Transcript Search

GoClaw indexes all conversations into a searchable database, giving your agent persistent memory that survives context compaction.

Overview

Transcript search solves a fundamental problem with LLM agents: context windows are finite, but conversations are forever.

When your context window fills up, GoClaw compacts old messages into summaries. Without transcript search, the details of those conversations are lost to the agent. With transcript search, your agent can query the full history and recover context on demand.

With Lossless Context Management (LCM) enabled, transcript recall also covers the compacted summaries themselves. That means the agent can search summary cues first, then expand back into raw source messages when precision matters.

Key Features

FeatureDescription
Hybrid SearchCombines semantic embeddings with BM25 keyword matching
Automatic IndexingNew messages indexed every 30 seconds
Embedding BackfillHistorical chunks get embeddings added automatically
OpenClaw ImportMerges OpenClaw conversation history into the index
Real-time SyncNew OpenClaw messages indexed while running side-by-side
Configurable ChunkingControl how messages are grouped into searchable units
Compacted Summary RecallSearch, inspect, and expand LCM summaries after compaction

How It Compares

GoClaw TranscriptsClaude InsightsChatGPT Memory
StorageLocal (SQLite)CloudCloud
PrivacyYour machineAnthropic serversOpenAI servers
PersistencePermanentUnknownLimited
Cross-platformMerges OpenClaw + GoClawSingle platformSingle platform
Search TypeSemantic + KeywordUnknownKeyword?
OfflineYesNoNo

Setup

1. Configure Embedding Provider

Transcript search requires embeddings.
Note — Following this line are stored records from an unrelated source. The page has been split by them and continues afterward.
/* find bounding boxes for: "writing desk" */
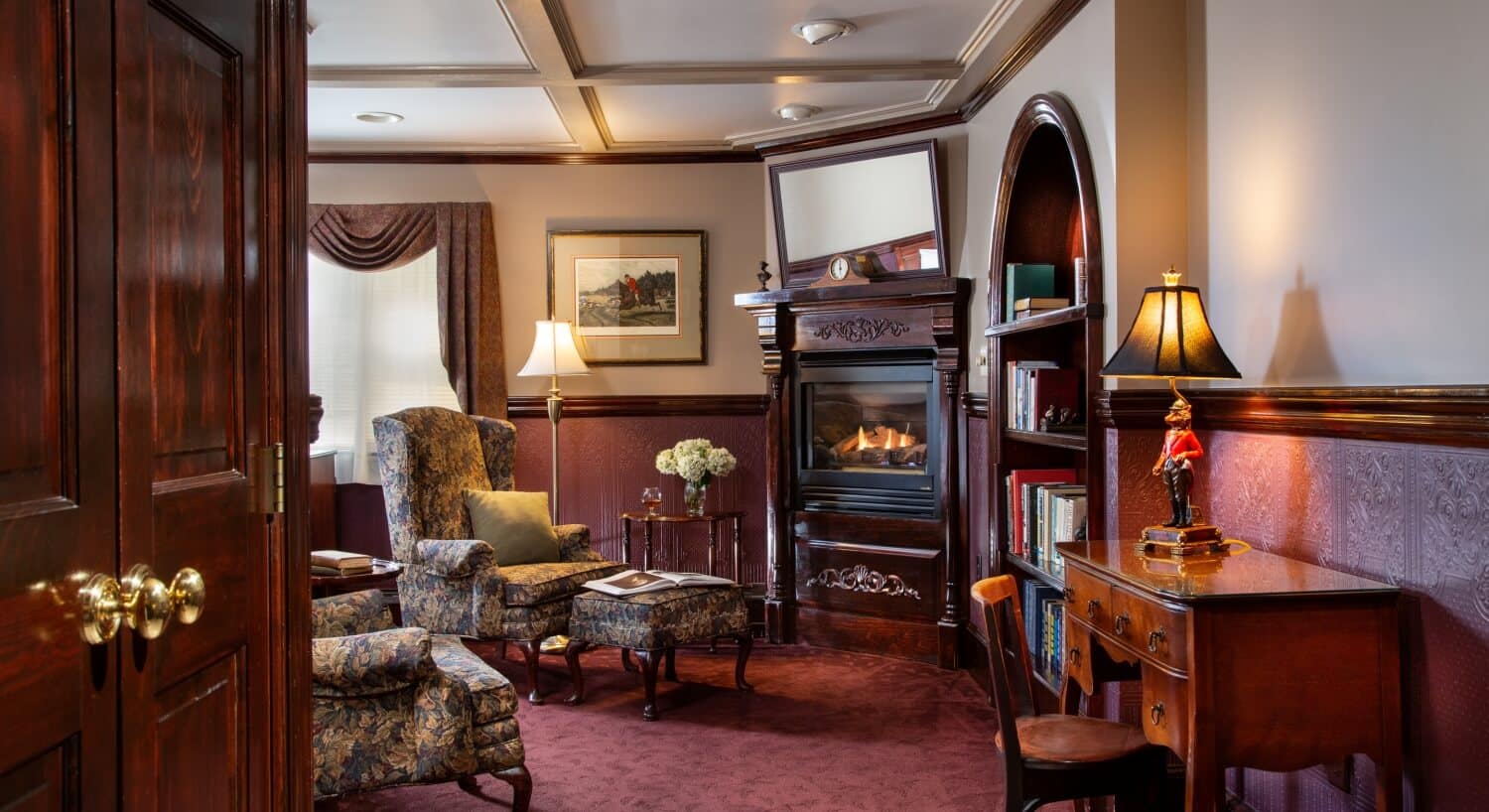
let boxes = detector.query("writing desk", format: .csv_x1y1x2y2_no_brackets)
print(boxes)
1059,541,1402,812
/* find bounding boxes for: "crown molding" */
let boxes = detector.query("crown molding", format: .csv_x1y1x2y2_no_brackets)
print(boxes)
309,149,762,166
1096,386,1489,449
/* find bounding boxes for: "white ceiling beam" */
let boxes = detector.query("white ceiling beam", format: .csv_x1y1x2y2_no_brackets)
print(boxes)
494,0,608,152
309,63,962,88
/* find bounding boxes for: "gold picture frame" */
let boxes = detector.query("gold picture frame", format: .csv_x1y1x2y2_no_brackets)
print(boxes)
548,229,709,366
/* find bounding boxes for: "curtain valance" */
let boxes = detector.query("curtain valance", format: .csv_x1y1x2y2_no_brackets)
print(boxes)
309,203,506,417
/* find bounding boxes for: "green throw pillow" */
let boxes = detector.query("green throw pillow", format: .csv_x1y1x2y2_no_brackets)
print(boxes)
467,490,559,566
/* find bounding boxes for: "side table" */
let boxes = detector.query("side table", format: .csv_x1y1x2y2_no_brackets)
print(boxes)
310,559,404,625
621,511,744,572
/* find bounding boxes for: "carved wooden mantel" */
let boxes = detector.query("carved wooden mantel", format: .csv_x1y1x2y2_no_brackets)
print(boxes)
735,279,973,667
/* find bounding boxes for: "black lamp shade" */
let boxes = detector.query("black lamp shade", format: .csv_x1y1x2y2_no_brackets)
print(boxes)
1101,285,1241,378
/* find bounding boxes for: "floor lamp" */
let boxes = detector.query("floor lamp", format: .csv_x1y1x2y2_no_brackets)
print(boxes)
517,321,590,524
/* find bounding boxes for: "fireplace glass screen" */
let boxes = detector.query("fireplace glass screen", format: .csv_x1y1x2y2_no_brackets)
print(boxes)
809,381,929,474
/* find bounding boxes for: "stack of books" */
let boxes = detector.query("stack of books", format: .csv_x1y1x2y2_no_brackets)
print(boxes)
1020,580,1065,687
1004,360,1081,432
1004,262,1054,322
1004,468,1086,575
1015,297,1071,322
310,550,372,575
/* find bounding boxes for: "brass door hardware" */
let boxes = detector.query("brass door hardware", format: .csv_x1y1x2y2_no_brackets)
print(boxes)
1149,627,1169,654
77,563,207,645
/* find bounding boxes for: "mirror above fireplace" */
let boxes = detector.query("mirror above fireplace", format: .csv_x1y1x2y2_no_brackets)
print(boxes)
770,140,947,288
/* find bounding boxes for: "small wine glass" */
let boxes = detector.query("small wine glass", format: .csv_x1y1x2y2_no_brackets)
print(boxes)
642,487,661,515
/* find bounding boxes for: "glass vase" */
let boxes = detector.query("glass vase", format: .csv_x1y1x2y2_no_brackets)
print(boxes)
682,482,709,515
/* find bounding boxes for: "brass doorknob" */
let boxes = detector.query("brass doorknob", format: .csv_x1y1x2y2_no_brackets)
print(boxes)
77,563,207,645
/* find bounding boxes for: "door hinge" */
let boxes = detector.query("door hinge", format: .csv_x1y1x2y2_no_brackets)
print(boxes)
252,443,285,512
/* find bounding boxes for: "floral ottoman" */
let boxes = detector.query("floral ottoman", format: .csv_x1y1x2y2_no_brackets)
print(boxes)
565,587,755,721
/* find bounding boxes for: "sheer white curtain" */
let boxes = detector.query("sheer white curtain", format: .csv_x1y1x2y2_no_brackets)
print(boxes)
310,250,461,484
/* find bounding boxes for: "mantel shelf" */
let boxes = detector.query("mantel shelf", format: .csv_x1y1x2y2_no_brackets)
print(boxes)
983,303,1104,338
1004,429,1087,452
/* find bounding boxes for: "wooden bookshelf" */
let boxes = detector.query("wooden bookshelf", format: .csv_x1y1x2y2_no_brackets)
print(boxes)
977,95,1105,700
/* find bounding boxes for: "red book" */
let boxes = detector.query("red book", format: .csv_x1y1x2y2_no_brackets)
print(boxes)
1009,468,1075,556
1029,369,1081,431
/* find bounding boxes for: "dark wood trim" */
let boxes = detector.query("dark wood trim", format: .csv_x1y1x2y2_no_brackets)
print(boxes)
1096,386,1489,449
958,0,1089,121
262,0,315,812
506,395,770,420
962,392,988,420
309,149,762,166
755,112,967,158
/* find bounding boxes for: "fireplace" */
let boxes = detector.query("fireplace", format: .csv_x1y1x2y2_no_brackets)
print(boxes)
735,279,973,667
795,351,940,517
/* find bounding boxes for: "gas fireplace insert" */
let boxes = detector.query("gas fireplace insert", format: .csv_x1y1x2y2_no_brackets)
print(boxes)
797,351,940,517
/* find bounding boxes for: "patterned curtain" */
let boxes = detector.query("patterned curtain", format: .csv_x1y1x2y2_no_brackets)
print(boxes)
309,203,506,417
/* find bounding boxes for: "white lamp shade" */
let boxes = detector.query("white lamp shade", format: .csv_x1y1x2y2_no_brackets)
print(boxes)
517,321,590,377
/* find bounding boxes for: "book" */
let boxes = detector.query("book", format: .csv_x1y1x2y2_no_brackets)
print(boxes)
584,569,735,598
1004,262,1054,322
1009,468,1075,556
310,550,372,575
1015,297,1071,313
1024,369,1081,432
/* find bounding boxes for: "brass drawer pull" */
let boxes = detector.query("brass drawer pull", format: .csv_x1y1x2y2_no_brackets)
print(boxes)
1149,625,1169,654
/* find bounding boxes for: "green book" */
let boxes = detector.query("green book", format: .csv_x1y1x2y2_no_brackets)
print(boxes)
1004,262,1054,322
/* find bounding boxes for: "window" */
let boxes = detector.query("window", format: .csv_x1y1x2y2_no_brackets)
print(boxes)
310,250,461,484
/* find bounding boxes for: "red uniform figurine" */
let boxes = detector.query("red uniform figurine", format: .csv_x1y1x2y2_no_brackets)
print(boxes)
1152,399,1205,527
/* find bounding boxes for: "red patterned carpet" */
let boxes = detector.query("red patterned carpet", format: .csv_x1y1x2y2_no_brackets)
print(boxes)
318,645,1069,812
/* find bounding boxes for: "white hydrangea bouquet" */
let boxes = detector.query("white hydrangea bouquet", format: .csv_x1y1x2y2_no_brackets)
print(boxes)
657,437,739,515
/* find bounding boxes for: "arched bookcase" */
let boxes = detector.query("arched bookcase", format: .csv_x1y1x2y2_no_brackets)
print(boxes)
979,94,1105,693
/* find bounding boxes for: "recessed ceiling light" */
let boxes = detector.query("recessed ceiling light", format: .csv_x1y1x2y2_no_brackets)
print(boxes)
776,104,822,121
791,20,858,45
357,110,404,124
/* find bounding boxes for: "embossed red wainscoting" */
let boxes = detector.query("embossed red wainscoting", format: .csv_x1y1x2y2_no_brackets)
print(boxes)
1104,387,1489,812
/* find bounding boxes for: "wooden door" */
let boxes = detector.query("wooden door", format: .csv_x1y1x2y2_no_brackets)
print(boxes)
115,0,277,812
0,0,118,810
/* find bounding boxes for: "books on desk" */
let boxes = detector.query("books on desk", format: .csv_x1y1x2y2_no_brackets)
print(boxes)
584,569,735,598
310,550,372,575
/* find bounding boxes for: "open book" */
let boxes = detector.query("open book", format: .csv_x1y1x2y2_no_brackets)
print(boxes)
584,569,735,598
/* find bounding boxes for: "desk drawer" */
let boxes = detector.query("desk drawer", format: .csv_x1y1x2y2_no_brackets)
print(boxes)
1101,586,1190,672
1138,667,1190,756
1065,566,1113,628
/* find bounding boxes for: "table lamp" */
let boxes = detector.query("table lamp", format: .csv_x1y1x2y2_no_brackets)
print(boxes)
517,321,590,524
1101,265,1241,556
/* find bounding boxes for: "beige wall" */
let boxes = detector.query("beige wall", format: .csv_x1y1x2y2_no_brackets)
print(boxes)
310,164,767,395
1193,0,1489,386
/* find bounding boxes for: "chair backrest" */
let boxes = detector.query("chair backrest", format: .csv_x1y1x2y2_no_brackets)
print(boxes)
973,575,1039,764
372,407,517,562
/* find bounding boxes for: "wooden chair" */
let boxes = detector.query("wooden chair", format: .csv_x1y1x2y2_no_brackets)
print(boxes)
973,575,1167,812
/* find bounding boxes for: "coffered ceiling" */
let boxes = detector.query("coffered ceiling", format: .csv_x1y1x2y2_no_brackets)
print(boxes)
309,0,1057,152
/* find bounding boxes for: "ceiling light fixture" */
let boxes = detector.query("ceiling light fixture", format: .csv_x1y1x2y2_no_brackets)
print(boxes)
791,20,858,45
776,104,822,121
357,110,404,124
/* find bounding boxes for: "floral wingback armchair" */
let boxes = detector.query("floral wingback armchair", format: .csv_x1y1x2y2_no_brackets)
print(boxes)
372,407,625,703
310,590,533,812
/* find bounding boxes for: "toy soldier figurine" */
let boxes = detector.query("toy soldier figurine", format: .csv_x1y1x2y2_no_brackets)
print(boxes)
1152,398,1205,527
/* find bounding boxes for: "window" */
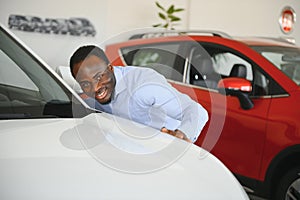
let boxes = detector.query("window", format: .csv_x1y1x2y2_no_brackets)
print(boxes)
0,25,78,119
121,43,184,81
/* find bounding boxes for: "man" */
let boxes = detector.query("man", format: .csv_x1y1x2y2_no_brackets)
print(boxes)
70,45,208,142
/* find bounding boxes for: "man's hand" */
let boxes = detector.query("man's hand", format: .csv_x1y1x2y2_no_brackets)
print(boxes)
160,127,192,143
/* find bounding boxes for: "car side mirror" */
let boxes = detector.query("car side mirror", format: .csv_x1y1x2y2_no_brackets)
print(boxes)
218,77,254,110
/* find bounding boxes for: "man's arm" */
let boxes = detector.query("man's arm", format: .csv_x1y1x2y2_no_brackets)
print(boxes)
131,79,208,142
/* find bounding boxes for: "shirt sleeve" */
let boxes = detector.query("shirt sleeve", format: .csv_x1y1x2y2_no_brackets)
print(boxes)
130,69,208,142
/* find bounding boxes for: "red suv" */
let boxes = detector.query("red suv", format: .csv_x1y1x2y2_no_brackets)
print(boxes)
106,31,300,200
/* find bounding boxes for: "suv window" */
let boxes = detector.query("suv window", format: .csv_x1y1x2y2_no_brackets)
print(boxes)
195,43,286,96
121,43,184,81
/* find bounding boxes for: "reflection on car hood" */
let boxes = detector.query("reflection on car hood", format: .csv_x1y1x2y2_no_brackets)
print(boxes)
0,113,248,200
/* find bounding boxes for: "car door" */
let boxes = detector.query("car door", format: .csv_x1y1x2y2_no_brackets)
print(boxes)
121,41,270,178
175,43,272,178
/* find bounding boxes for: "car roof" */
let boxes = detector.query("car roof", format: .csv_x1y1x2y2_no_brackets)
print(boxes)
125,30,297,48
234,37,296,48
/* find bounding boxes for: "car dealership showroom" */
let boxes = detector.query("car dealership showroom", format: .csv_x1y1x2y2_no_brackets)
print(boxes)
0,0,300,200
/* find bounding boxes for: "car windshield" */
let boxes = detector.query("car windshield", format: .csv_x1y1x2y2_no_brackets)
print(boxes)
252,46,300,85
0,27,88,119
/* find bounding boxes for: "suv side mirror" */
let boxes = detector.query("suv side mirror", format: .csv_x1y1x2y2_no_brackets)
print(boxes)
218,77,254,110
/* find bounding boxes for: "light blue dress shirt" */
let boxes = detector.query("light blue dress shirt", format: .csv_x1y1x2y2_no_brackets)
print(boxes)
86,66,208,142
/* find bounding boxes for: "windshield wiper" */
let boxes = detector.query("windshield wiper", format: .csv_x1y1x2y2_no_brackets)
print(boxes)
0,113,58,120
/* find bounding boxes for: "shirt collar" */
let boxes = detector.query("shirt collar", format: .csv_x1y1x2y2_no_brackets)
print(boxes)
114,66,126,99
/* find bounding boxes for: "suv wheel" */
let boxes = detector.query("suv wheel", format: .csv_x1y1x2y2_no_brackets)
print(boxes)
274,165,300,200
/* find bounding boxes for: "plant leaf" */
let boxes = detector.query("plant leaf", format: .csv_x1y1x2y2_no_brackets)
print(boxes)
169,15,181,22
152,24,162,27
167,5,174,14
174,8,184,12
158,12,166,20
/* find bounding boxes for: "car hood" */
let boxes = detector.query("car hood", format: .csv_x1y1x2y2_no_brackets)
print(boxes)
0,113,248,200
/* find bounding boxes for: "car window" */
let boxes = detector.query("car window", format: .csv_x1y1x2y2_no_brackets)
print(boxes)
189,43,285,97
252,46,300,85
0,26,85,119
121,43,184,81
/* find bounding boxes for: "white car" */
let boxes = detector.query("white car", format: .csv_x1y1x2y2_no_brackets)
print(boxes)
0,25,249,200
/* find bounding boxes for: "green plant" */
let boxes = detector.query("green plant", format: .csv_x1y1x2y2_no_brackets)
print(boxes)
153,1,184,30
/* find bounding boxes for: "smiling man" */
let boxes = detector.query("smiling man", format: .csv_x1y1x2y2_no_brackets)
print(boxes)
70,45,208,142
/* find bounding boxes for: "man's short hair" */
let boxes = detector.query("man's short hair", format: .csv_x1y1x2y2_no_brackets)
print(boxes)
70,45,109,77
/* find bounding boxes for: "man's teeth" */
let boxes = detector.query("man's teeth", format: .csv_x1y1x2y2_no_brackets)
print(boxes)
97,89,106,97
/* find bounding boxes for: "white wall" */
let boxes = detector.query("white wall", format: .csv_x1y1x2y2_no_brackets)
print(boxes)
0,0,300,68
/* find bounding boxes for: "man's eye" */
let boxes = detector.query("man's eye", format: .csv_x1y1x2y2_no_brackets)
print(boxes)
96,74,102,81
80,82,90,88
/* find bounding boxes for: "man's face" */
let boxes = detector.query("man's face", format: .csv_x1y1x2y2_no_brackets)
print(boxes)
73,55,116,104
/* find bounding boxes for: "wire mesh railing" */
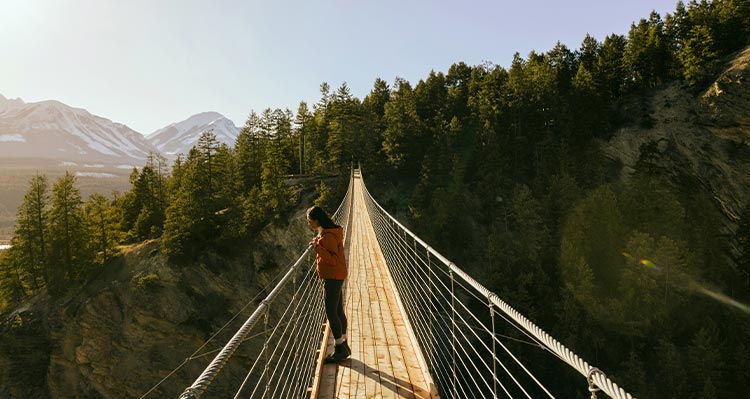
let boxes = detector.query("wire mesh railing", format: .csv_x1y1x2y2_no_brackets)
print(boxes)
362,173,632,399
180,175,353,399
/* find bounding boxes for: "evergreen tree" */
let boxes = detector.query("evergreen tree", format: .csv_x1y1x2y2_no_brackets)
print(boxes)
49,172,92,293
9,175,50,289
85,194,119,265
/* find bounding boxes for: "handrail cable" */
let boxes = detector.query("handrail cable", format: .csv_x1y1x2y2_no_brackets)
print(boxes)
180,174,352,399
363,171,632,399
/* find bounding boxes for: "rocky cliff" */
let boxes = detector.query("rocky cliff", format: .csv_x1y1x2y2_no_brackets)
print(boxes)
603,48,750,232
0,198,312,398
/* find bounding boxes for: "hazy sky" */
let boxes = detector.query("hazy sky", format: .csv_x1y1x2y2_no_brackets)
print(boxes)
0,0,677,134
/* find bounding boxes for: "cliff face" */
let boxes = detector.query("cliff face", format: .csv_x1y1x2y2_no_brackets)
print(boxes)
603,48,750,228
0,202,312,398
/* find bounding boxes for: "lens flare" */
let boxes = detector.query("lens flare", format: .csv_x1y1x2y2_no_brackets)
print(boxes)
693,283,750,314
638,259,661,271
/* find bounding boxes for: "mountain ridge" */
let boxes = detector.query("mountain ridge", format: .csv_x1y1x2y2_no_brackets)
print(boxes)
0,94,240,165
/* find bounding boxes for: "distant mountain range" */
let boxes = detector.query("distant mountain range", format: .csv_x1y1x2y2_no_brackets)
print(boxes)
0,95,239,165
146,112,240,159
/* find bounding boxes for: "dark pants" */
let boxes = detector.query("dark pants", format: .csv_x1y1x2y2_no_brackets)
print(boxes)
323,280,347,339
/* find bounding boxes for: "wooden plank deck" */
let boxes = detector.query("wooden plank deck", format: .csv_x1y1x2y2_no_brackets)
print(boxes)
313,172,437,399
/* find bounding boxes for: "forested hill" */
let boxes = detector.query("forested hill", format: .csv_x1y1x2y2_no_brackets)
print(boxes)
0,0,750,398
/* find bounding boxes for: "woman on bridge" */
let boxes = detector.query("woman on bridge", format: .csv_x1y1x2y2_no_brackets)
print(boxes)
307,206,352,363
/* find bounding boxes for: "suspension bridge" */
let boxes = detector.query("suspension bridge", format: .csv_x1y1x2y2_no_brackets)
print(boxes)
159,169,632,399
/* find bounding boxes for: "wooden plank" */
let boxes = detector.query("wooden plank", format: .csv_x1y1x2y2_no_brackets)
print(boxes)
309,323,330,398
317,176,436,399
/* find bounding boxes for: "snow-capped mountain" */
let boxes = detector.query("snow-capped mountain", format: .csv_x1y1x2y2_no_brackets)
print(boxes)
0,95,157,165
146,112,240,159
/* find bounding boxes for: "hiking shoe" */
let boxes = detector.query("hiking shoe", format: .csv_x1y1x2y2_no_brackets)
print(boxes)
323,341,352,364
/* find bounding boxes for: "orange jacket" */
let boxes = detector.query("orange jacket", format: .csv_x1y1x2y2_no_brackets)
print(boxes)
315,227,346,280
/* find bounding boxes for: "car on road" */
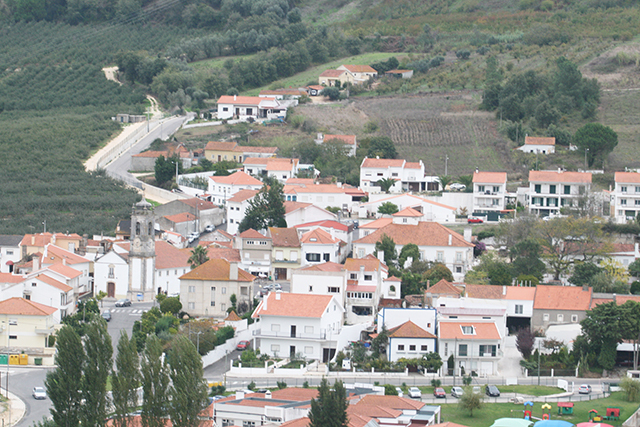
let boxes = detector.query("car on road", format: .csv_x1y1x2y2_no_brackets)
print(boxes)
116,298,131,307
484,385,500,397
578,384,593,394
409,387,422,399
31,387,47,400
236,340,251,351
451,387,464,397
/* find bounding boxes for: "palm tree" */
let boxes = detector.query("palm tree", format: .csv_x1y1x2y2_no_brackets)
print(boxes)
187,245,209,270
438,175,453,191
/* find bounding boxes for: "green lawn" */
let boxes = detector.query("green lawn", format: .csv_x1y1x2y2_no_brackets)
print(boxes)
441,394,638,427
240,52,407,96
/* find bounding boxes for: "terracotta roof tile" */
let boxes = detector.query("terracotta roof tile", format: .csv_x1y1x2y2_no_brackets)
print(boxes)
0,297,58,316
389,320,436,338
252,292,333,318
438,322,500,340
354,221,473,247
269,227,300,248
473,172,507,184
529,171,591,184
180,259,255,282
533,285,592,311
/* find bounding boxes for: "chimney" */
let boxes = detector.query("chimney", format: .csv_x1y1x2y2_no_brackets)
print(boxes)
229,262,238,280
464,227,472,243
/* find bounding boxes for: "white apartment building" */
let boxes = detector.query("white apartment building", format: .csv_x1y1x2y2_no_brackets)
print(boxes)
529,169,591,217
611,172,640,224
473,170,507,213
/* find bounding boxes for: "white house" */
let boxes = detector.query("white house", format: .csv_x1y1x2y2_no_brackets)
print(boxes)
360,157,440,193
226,190,258,234
284,201,338,228
252,292,344,363
611,172,640,224
314,133,358,157
207,171,264,205
353,221,474,281
218,95,287,120
0,235,23,273
529,169,591,217
518,136,556,154
358,193,456,222
300,228,346,264
473,170,507,213
438,321,503,376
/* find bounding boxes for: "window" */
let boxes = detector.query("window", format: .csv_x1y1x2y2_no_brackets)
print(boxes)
458,344,467,357
307,254,320,262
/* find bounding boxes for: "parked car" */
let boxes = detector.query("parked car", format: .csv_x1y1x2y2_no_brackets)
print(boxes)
484,385,500,397
451,387,464,397
578,384,593,394
31,387,47,400
236,340,251,351
409,387,422,399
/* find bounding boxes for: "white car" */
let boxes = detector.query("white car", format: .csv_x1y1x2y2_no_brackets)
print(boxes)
451,387,464,397
409,387,422,399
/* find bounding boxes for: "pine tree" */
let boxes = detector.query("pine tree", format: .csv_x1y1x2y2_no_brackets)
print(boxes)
169,336,209,427
111,331,140,427
80,319,113,427
140,334,169,427
45,326,84,427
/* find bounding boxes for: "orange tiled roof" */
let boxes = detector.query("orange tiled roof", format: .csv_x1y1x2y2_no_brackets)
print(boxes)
269,227,300,248
209,171,262,186
524,136,556,145
0,297,58,316
324,135,356,145
438,322,500,340
533,285,592,311
354,221,473,247
253,292,333,318
614,172,640,184
180,259,255,282
473,172,507,184
529,171,591,184
389,320,436,338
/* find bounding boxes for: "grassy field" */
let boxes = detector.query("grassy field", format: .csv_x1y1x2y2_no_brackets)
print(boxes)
242,52,407,96
441,389,638,427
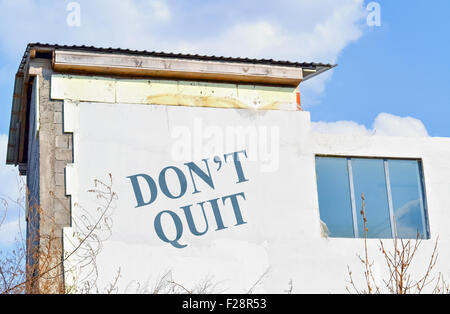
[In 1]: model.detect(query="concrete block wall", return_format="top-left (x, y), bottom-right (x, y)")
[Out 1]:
top-left (27, 59), bottom-right (73, 293)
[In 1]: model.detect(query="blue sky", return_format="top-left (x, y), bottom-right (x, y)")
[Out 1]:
top-left (0, 0), bottom-right (450, 247)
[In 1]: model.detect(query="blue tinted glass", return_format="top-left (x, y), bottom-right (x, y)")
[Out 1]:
top-left (388, 160), bottom-right (428, 239)
top-left (352, 158), bottom-right (392, 239)
top-left (316, 157), bottom-right (354, 238)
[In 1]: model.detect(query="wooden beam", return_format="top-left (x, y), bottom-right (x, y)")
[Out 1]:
top-left (53, 50), bottom-right (303, 87)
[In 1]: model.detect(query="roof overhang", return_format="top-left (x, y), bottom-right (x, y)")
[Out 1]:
top-left (6, 43), bottom-right (335, 165)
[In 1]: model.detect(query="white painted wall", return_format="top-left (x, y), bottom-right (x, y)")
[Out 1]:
top-left (64, 101), bottom-right (450, 293)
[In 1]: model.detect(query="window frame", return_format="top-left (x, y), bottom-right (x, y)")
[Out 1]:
top-left (314, 154), bottom-right (431, 240)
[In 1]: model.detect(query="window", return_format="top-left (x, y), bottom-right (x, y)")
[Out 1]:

Any OpenAI-compatible API works:

Option A: LM Studio (Recommended for local)

{
  "llm": {
    "providers": {
      "lmstudio": {
        "driver": "openai",
        "baseURL": "http://localhost:1234"
      }
    },
    "embeddings": {
      "models": ["lmstudio/text-embedding-nomic-embed-text-v1.5"]
    }
  }
}

Option B: Ollama

{
  "llm": {
    "providers": {
      "ollama": {
        "driver": "ollama",
        "url": "http://localhost:11434"
      }
    },
    "embeddings": {
      "models": ["ollama/nomic-embed-text"]
    }
  }
}

2. Enable Transcript Indexing

{
  "transcript": {
    "enabled": true,
    "indexIntervalSeconds": 30,
    "batchSize": 100,
    "backfillBatchSize": 20
  }
}

3. Verify It’s Working

After starting GoClaw, you should see:

openai: embedding ready name=lmstudio dimensions=768
memory: provider upgraded from=none to=lmstudio
transcript: starting indexer

And periodically:

transcript: sync completed messagesProcessed=5 chunksCreated=2 progress="500/500 (100%)"
transcript: backfill progress processed=20 remaining=150 elapsed=1.2s

Configuration Reference

{
  "transcript": {
    "enabled": true,
    "indexIntervalSeconds": 30,
    "batchSize": 100,
    "backfillBatchSize": 20,
    "maxGroupGapSeconds": 300,
    "maxMessagesPerChunk": 8,
    "maxEmbeddingContentLen": 16000,
    "query": {
      "maxResults": 10,
      "minScore": 0.3,
      "vectorWeight": 0.7,
      "keywordWeight": 0.3
    }
  }
}

Indexing Options

FieldTypeDefaultDescription
enabledbooltrueEnable transcript indexing
indexIntervalSecondsint30How often to check for new messages
batchSizeint100Max messages to process per sync cycle
backfillBatchSizeint10Max chunks to add embeddings to per cycle
maxGroupGapSecondsint300Max time gap (5 min) before starting new chunk
maxMessagesPerChunkint8Max messages per conversation chunk
maxEmbeddingContentLenint16000Max chars to send to embedding model

Search Options

FieldTypeDefaultDescription
query.maxResultsint10Maximum results per search
query.minScorefloat0.3Minimum similarity score (0-1)
query.vectorWeightfloat0.7Weight for semantic search
query.keywordWeightfloat0.3Weight for keyword search

How It Works

Message → Chunk → Embedding

Messages arrive
    ↓
Group by session + time gap (≤5 min)
    ↓
Create conversation chunks (≤8 messages each)
    ↓
Generate embedding via LM Studio/Ollama
    ↓
Store in SQLite with vector index

Chunking Strategy

Messages are grouped into “conversation chunks” based on:

  1. Same session — Messages from the same conversation
  2. Time proximity — Within maxGroupGapSeconds of each other
  3. Size limit — At most maxMessagesPerChunk messages

This creates semantically coherent units that are:

  • Small enough for accurate embeddings
  • Large enough for context (not single messages)
  • Temporally grouped (related discussion stays together)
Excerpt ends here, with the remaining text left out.